Earmarks are provisions inserted into spending bills by Congress that allocate funds to a specific project or group, sidestepping any competition or merit-based approval process. Ironically, the President is pushing for merit-based immigration. The earmarking practice essentially looks something like this:
Senator A: I know you don’t like my bill, but vote for it and I will fund that park in your town.
Senator B: Deal.
Although this scenario is somewhat simplified, Members of Congress used earmarks before the 2010 ban to bribe one another for votes. Two of the most famous earmarks are the Louisiana Purchase and the Cornhusker Kickback, which convinced two Senators to vote Obamacare across the finish line.
Many lawmakers who criticize the earmark moratorium, blame it for the gridlock in Washington. A common argument is that earmarks “grease the wheels” in Congress, and that you cannot get members to vote for legislation they do not agree with unless they get something in return. Taxpayers and morally straight lawmakers will tell you that the power to convene and negotiate in an open setting, like the one we saw on Tuesday, is a much better way to make things work for the American people. Thinking that backroom deals is better for our democracy is dangerous, and only benefits career politicians, lobbyists, and special interests – while taxpayers pick up the tab.
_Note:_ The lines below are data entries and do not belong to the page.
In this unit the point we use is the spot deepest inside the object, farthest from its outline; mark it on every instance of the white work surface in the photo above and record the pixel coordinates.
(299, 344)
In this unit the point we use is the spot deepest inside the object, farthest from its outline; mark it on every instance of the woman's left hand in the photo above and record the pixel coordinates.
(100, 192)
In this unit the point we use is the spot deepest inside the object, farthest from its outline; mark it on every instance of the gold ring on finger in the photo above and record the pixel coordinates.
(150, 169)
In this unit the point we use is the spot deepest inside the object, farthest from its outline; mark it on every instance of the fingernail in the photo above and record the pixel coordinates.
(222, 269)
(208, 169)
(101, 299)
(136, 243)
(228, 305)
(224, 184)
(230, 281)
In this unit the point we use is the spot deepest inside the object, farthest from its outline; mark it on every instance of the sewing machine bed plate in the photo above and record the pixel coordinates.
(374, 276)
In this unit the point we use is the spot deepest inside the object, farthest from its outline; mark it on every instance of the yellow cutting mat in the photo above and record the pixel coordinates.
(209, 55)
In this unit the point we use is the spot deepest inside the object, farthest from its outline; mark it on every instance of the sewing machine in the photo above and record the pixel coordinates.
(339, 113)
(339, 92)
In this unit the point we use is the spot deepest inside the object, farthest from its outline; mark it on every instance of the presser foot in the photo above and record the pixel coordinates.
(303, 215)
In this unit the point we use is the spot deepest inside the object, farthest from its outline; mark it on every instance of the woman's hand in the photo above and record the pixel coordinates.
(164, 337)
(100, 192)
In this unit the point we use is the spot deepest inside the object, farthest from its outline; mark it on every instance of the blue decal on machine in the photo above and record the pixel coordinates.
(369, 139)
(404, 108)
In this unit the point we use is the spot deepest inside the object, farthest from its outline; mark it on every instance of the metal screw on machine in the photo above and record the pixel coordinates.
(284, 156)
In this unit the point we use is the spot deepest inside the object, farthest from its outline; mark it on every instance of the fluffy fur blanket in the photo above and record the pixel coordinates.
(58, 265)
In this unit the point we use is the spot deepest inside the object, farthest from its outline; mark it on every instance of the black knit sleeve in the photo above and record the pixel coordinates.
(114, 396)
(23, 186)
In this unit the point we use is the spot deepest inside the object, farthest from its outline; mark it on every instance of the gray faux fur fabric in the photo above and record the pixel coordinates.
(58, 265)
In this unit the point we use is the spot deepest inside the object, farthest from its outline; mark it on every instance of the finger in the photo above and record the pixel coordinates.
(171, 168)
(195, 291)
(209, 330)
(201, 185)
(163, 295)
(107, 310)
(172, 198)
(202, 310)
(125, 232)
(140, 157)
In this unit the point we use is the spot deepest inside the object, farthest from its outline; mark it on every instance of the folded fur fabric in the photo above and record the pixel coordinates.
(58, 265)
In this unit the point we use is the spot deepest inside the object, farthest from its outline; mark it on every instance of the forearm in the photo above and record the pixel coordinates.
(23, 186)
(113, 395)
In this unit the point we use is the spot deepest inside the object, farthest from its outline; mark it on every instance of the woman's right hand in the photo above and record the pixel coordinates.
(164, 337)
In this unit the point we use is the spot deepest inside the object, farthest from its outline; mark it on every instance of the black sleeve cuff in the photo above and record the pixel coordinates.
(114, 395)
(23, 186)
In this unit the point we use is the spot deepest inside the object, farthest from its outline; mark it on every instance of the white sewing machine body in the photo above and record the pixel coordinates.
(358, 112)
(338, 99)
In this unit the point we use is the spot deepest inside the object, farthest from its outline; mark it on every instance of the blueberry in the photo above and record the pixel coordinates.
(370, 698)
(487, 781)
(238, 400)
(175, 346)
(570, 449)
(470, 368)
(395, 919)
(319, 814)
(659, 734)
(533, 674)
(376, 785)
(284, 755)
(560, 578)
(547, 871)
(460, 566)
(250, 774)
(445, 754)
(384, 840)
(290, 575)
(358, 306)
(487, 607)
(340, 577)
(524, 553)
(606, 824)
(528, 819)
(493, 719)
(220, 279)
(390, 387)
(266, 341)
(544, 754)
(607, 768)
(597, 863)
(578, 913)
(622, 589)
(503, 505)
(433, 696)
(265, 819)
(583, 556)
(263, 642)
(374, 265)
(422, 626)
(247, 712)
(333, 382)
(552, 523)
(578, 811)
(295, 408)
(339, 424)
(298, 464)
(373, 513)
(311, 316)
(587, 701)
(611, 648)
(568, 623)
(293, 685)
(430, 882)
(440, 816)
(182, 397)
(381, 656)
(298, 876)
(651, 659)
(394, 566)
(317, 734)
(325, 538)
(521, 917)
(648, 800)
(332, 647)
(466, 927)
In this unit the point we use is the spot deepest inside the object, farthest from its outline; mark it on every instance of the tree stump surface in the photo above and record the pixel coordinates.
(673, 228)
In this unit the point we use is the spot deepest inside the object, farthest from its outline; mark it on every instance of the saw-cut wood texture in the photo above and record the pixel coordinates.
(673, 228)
In the decades before earmarks were banned, over 110,000 earmarks cost taxpayers over $329.8 billion. That’s no minuscule amount, and many earmarks went to projects like the Teapot Museum. The American people were outraged when transparency crusaders began uncovering the decades of back scratching in Congress and demanded an end to the wasteful practice. This rhetoric from the President should shock the American public who already fought and won this battle over pork barrel spending. Instead, Congress needs to be addressing the $100 trillion in unfunded liabilities that will be added to a national debt that is already over $20 trillion.
By suggesting Congress bring back earmarks is a direct contradiction to draining the swamp, a commitment President Trump vehemently promised on the campaign trail. The transparency of Tuesday’s immigration meeting was refreshing but the thought of renewing backroom dealmaking is not.